Colloques en ligne

Frédéric Briot

La Carte de Tendre, du Voyage en Mylénie de Véronique Bergen à L’Éveil de Line Papin

1Les longs romans du xviie siècle aiment à commencer abruptement, en plein cours d’une action, si bien que ces ouvertures romanesques sont le plus souvent fort énigmatiques, attisant ainsi la curiosité de la lecture. En hommage à ce siècle, nous procéderons de même : « Des lignes de chanvre monte le chant des territoires libérés. Je regagne une troublante condensation1 ». Des lignes qui ont toutes les chances d’être des liens produisent paradoxalement une liberté qui se fait chant.

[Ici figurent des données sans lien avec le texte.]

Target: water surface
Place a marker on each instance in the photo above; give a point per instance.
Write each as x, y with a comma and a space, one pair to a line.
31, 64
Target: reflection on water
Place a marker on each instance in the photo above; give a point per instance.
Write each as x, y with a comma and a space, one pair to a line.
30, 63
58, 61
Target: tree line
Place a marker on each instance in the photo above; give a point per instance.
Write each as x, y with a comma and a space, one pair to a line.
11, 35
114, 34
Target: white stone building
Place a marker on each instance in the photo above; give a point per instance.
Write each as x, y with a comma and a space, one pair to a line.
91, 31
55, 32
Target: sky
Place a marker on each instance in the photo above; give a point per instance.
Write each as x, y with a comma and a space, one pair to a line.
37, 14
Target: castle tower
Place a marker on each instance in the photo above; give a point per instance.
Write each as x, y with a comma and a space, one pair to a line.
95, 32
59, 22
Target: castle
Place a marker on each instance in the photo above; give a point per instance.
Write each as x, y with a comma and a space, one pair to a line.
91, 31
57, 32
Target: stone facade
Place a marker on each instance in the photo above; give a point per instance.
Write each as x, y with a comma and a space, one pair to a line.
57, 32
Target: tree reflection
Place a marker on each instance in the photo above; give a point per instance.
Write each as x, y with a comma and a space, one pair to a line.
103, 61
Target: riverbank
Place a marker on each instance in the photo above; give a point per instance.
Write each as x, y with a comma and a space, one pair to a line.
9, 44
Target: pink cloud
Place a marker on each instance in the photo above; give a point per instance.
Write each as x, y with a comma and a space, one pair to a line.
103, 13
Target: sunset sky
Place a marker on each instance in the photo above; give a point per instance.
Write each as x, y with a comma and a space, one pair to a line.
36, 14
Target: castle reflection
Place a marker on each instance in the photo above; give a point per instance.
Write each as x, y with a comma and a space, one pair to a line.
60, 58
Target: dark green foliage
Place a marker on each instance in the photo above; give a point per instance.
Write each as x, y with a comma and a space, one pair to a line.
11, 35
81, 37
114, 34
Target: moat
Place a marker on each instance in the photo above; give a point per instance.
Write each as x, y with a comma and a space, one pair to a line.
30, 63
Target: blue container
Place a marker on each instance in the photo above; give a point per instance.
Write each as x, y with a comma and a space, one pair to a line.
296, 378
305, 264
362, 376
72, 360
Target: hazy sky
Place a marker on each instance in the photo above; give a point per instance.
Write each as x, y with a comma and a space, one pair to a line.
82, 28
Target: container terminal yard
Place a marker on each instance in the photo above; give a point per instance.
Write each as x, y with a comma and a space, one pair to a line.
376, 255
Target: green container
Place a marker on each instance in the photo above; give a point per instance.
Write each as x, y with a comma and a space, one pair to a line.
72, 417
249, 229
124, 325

La condensation étant le passage physique d’un état gazeux à un état liquide, ou, plus sûrement ici, à un état solide, quelle est donc cette opération qui vient faire gagner ce « je » en densité ? C’est, en un sens, tout simple : la narratrice est ici nouée par son amante, selon des techniques japonaises, d’où l’emploi à venir du mot karada, qui signifie le corps, et, par métonymie, en cette situation, toutes les cordes qui l’entourent selon des codes bien précis :

À l’errance de mes aiguillages victimes de sabotages, Lisa remédie, tissant sur mon corps une Carte du Tendre de son cru qui doit son relief, ses couleurs davantage à Mylène qu’à Madeleine de Scudéry. Maillage serré, superposition de la géographie du Tendre à la figure classique du karada, je ne m’appelle pas Galatée, mais j’obéis au quart de tour à Lisa qui me pygmalionne2.

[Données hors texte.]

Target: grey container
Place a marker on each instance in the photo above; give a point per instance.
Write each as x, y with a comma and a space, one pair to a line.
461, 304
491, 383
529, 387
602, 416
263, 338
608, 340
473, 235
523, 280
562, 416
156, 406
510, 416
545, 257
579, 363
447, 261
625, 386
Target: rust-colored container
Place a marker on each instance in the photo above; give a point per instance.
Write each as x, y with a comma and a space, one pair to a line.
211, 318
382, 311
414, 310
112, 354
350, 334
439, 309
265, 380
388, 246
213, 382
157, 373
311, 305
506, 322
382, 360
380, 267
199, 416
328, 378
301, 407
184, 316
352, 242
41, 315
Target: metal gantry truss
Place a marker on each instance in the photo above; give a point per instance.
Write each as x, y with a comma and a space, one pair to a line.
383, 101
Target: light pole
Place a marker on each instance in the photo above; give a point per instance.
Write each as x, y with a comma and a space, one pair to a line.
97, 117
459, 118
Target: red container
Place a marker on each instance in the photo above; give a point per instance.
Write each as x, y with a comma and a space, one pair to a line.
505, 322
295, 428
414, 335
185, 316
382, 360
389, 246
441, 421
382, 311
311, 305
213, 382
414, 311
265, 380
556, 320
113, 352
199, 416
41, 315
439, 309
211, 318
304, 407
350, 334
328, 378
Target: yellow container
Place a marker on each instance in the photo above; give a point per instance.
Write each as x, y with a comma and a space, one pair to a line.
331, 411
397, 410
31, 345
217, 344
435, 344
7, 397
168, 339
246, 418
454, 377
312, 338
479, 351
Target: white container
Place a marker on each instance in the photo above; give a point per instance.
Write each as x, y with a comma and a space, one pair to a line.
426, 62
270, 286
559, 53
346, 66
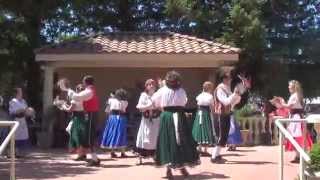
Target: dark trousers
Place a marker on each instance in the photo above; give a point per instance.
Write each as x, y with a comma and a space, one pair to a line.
92, 118
222, 127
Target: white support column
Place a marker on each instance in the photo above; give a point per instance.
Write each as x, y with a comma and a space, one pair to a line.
212, 76
47, 87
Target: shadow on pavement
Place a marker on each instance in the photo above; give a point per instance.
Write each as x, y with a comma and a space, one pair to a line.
201, 176
250, 162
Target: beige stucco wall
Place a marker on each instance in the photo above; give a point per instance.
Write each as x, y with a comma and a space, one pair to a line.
109, 79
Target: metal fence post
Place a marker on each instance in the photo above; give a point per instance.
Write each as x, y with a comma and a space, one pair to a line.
280, 155
12, 154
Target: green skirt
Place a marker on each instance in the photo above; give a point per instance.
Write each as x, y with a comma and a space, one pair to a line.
79, 137
202, 131
168, 151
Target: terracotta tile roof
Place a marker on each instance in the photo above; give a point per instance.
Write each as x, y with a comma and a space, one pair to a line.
138, 42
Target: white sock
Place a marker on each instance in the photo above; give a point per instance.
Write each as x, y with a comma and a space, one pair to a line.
75, 156
216, 152
92, 156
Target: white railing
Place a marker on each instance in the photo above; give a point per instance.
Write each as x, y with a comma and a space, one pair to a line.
304, 157
10, 138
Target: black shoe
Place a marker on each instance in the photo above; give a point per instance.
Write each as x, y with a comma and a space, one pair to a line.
93, 163
123, 155
231, 148
81, 158
113, 155
169, 174
184, 172
296, 160
139, 162
218, 160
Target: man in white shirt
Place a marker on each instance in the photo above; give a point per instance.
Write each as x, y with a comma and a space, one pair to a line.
223, 101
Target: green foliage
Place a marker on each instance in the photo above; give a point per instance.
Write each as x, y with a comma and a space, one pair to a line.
245, 111
315, 158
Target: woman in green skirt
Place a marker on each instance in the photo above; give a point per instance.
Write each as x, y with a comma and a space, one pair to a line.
203, 131
176, 147
79, 140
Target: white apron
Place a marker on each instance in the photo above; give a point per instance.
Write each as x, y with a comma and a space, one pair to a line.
295, 127
22, 131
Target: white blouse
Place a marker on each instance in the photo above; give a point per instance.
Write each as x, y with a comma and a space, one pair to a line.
294, 102
115, 104
145, 102
78, 105
225, 96
204, 99
165, 97
16, 105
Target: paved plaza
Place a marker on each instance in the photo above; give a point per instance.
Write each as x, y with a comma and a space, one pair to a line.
248, 163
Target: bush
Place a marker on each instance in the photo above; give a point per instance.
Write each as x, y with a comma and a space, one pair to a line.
245, 111
315, 158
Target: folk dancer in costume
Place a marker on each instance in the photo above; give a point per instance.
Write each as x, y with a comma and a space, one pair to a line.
149, 127
295, 104
91, 107
176, 147
115, 132
79, 140
223, 99
242, 84
202, 130
18, 110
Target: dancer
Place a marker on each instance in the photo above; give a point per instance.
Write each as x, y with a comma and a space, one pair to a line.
202, 130
115, 132
175, 147
79, 140
223, 99
295, 104
149, 127
91, 106
18, 109
242, 84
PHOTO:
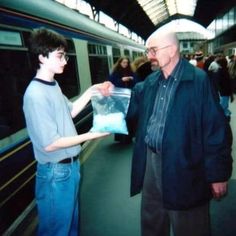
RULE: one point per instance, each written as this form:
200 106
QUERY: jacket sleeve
217 137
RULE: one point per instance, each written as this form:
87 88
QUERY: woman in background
122 76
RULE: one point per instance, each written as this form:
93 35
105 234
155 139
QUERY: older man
182 157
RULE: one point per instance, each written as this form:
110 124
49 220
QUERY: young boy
56 145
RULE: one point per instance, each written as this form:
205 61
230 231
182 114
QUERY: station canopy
145 16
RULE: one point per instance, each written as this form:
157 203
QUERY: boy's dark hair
43 41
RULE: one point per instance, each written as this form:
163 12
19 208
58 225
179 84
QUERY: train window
15 76
127 53
68 79
94 49
10 38
99 68
116 54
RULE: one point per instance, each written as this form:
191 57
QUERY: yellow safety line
16 176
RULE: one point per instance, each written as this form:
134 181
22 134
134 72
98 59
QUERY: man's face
158 53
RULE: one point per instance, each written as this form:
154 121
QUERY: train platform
106 208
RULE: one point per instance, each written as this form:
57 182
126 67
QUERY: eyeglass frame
154 50
64 57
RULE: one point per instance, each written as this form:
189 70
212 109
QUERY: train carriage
93 49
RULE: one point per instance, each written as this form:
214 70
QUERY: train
93 49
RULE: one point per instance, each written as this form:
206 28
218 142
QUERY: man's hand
219 190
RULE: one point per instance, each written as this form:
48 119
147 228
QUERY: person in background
232 73
223 87
199 59
122 76
56 144
181 157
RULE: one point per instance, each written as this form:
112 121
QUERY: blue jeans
57 190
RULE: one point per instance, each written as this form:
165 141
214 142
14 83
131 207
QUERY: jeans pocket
61 173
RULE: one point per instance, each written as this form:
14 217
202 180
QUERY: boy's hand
105 88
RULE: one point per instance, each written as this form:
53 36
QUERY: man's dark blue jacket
195 146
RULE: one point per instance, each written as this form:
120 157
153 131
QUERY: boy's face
55 62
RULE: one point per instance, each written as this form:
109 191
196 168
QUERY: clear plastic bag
109 112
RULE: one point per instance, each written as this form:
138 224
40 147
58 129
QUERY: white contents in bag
109 112
114 123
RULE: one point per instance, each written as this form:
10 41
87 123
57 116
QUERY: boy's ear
41 58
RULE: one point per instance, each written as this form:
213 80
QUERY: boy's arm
65 142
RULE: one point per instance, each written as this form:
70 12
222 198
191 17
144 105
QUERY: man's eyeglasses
154 50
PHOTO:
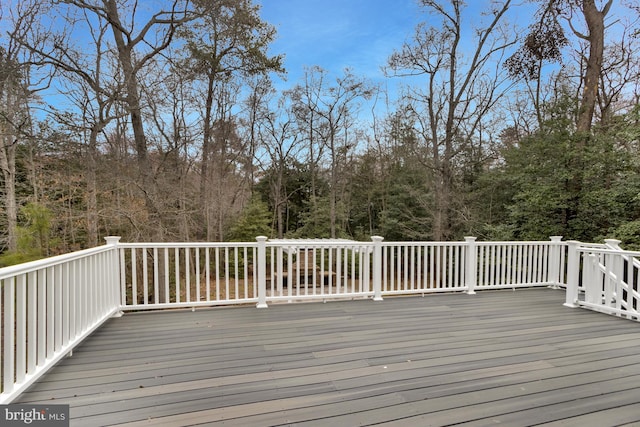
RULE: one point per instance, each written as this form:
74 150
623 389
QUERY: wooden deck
503 357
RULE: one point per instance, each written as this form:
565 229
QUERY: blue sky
335 34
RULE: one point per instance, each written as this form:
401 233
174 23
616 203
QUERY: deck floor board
515 358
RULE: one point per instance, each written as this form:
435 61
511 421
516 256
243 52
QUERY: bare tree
136 46
460 89
227 41
17 89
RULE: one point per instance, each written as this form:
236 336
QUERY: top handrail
26 267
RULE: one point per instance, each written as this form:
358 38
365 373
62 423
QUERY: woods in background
163 124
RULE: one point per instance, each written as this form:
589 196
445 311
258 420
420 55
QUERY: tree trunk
132 98
595 24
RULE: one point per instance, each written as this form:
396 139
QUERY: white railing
48 307
604 278
319 269
170 275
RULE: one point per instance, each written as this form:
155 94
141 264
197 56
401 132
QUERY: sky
334 34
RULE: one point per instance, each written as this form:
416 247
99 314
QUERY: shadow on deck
515 358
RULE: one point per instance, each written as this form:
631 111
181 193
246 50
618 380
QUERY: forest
162 121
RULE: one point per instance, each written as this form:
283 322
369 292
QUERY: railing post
573 270
114 273
618 271
377 267
471 267
613 243
554 262
262 272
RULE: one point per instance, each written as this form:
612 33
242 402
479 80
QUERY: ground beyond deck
503 357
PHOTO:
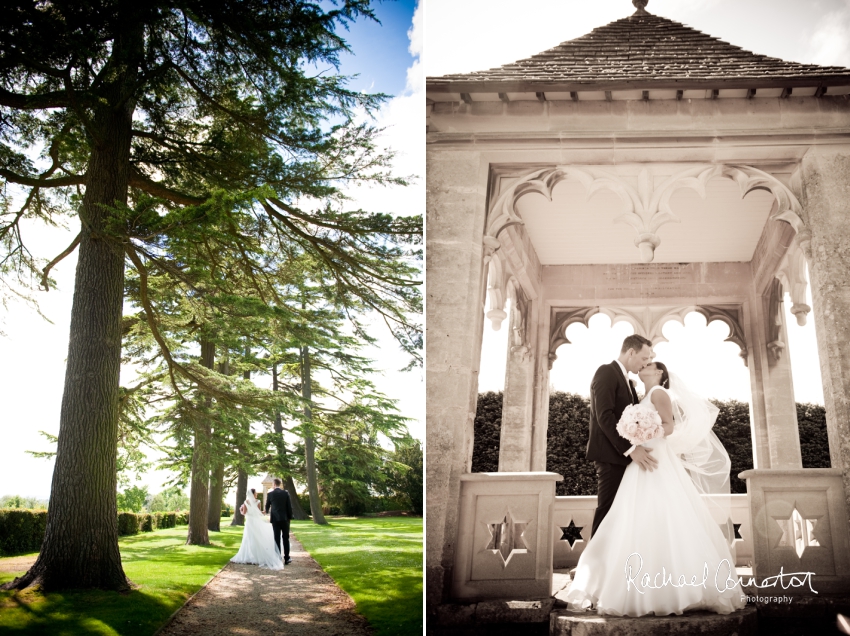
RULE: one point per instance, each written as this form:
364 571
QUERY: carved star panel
798 532
506 537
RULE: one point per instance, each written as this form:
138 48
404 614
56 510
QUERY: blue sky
32 387
381 56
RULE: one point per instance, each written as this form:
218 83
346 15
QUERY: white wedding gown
661 516
258 546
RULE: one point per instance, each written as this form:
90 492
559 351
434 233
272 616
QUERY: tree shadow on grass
136 613
167 573
377 562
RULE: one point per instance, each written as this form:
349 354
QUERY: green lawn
378 561
166 571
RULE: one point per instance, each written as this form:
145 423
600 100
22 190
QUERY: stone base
492 612
742 623
802 616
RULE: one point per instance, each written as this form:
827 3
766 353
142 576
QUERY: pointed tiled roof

2La superposition est ici particulièrement riche : une technique érotique éprouvée, que l’on peut rapidement qualifier de bondage, l’univers singulier produit par les chansons de Mylène Farmer, le mythe performatif d’un roi de Chypre qui croit pouvoir sculpter au lieu d’aimer, qui croit que la pierre peut remplacer la chair, et un épisode littéraire donc mondain, ou aussi bien mondain donc littéraire, du xviie siècle français. Cette superposition crée des co-incidences, des formes d’égalité entre chacun de ces niveaux, comme si chacun pouvait épouser les autres. À la page suivante cette coïncidence se précise, et se détaille, la métonymie prend :

La chaleur de juillet empourpre ses joues, ses doigts se glissent dans mon sexe, ses lèvres dévorent les villages de ma Carte du Tendre, mordillant Billet-galant, avalant Billet-doux. Le chemin du jadis s’ouvre, la torsion que Lisa impose à mes hanches dévisse le temps. Une chanson de Mylène se diffuse en nappes diabolo menthe Eh, oh, ce matin Y’a Chloé qui s’est noyée dans l’eau du ruisseau J’ai vu ses cheveux flotter Là-bas sous les chênes On aurait dit une fontaine Quand Chloé a crié Quand sa p’tite tête a cogné3.

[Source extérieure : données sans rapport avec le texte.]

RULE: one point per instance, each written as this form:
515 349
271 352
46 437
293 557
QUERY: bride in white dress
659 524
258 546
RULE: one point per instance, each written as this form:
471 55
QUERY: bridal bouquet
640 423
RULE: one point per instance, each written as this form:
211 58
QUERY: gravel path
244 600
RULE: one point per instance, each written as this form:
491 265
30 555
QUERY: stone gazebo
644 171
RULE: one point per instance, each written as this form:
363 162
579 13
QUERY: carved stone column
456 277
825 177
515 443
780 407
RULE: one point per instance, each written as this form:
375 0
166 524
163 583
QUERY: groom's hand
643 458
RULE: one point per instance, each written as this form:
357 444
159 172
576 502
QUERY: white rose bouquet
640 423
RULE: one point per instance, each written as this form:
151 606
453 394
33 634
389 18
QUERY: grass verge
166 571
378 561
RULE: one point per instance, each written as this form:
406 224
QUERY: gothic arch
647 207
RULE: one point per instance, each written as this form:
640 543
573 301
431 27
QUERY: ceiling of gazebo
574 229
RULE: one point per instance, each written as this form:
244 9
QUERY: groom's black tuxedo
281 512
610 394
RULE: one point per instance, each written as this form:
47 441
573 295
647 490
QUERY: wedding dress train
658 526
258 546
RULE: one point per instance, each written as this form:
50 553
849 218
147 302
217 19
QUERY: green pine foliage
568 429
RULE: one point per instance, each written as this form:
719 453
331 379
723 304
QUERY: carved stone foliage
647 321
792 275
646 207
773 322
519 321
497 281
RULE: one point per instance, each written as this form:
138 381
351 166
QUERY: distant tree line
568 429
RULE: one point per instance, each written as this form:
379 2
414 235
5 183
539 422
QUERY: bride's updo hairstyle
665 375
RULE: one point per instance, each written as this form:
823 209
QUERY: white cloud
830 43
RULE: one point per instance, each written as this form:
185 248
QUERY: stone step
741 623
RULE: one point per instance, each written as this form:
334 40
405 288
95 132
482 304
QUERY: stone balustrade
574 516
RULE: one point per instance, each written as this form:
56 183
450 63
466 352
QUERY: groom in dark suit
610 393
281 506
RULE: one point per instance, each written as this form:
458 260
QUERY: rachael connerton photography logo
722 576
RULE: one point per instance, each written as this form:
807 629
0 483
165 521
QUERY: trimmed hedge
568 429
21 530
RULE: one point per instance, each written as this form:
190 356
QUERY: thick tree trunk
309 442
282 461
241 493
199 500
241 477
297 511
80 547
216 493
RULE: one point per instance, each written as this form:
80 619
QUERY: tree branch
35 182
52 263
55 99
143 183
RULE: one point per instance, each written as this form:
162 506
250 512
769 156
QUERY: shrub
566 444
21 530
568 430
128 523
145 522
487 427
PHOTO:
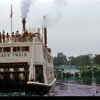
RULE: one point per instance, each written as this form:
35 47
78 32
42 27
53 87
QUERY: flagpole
11 23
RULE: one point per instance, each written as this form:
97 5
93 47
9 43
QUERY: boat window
15 49
6 49
0 49
39 73
25 48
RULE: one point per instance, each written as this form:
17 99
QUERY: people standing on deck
0 38
3 35
7 36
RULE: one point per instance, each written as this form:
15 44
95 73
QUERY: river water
71 86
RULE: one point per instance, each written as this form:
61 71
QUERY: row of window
15 49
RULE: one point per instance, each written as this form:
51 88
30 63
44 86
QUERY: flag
11 12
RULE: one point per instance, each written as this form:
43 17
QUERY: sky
73 27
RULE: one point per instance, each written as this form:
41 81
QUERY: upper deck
18 47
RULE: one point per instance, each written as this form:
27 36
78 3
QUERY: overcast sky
73 28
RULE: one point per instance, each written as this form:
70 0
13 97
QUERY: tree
61 59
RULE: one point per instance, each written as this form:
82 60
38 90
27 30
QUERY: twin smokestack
45 31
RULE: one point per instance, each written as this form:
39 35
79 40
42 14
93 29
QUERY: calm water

3Chloé se noie, et ses cheveux deviennent fontaine, la narratrice jouit, et son corps encordé devient le paysage de Tendre. Pourquoi donc débuter ainsi par cette présence bien improbable de l’œuvre de Madeleine de Scudéry dans un univers où on ne l’aurait pas attendu avec de tels honneurs ? La réponse coule de la même source : pour cet improbable même. C’est alors le temps qui, comme les hanches, se dévisse.

4Cet extrait de l’autrice belge Véronique Bergen a en effet pour première vertu de venir nous rappeler quelques évidences. Issue du roman Clélie, histoire romaine, de Madeleine de Scudéry4, la Carte de Tendre poursuit jusqu’à nous une existence certes discrète mais persistante, dans toute une série de domaines, visuels et/ou textuels, en s’étant même comme figée en un syntagme5. Cette survivance6 est en soi surprenante : il y aurait là comme une aura singulière de ce seul élément d’un roman par ailleurs largement oublié, et partant vraisemblablement bien incompris7. Il s’agirait d’un analogon à l’envers, au sens sartrien du terme :

J’ai expliqué ailleurs comment l’imagination s’empare d’objets présents pour viser à travers eux des absents et comment l’acte imaginaire produit d’un même mouvement une « présentification » de l’absence et une « absentification du présent » ; j’ai nommé analogon un être présent en proie à une absence8.

5On se bornera ici à la question de la présence, cette présence – comme inopinée ou incongrue – de la Carte.

6La Carte est issue du roman Clélie, avons-nous écrit : échappée serait peut-être plus juste. Comme on le voit en effet dans cet extrait, l’emploi de la Carte par Véronique Bergen ne se soucie ni du respect d’un sens originel (celui qu’on pourrait trouver dans le roman Clélie, par exemple) ni de la version qu’en donne ou en a donnée la doxa critique, ni de la simple contemplation de l’image9. Si de manière générale les représentations de l’âge classique dans les fictions s’appuient ou peuvent s’appuyer sur des connaissances directes des textes, des lectures personnelles comme l’on dit d’une manière au fond pas si bizarre que cela10, en revanche pour ce qui est de notre Carte, pour diverses raisons, la connaissance en est presque à coup sûr de seconde main : cela n’est en rien gênant en soi, bien au contraire, du point de vue de la réflexion critique11, mais ce doit être le point de départ de la réflexion : la question de la fidélité à une origine étant évacuée, c’est la forme que prend cette infidélité qui fera sens. La même remarque s’applique aussi bien à la conscience ou non de tels réemplois.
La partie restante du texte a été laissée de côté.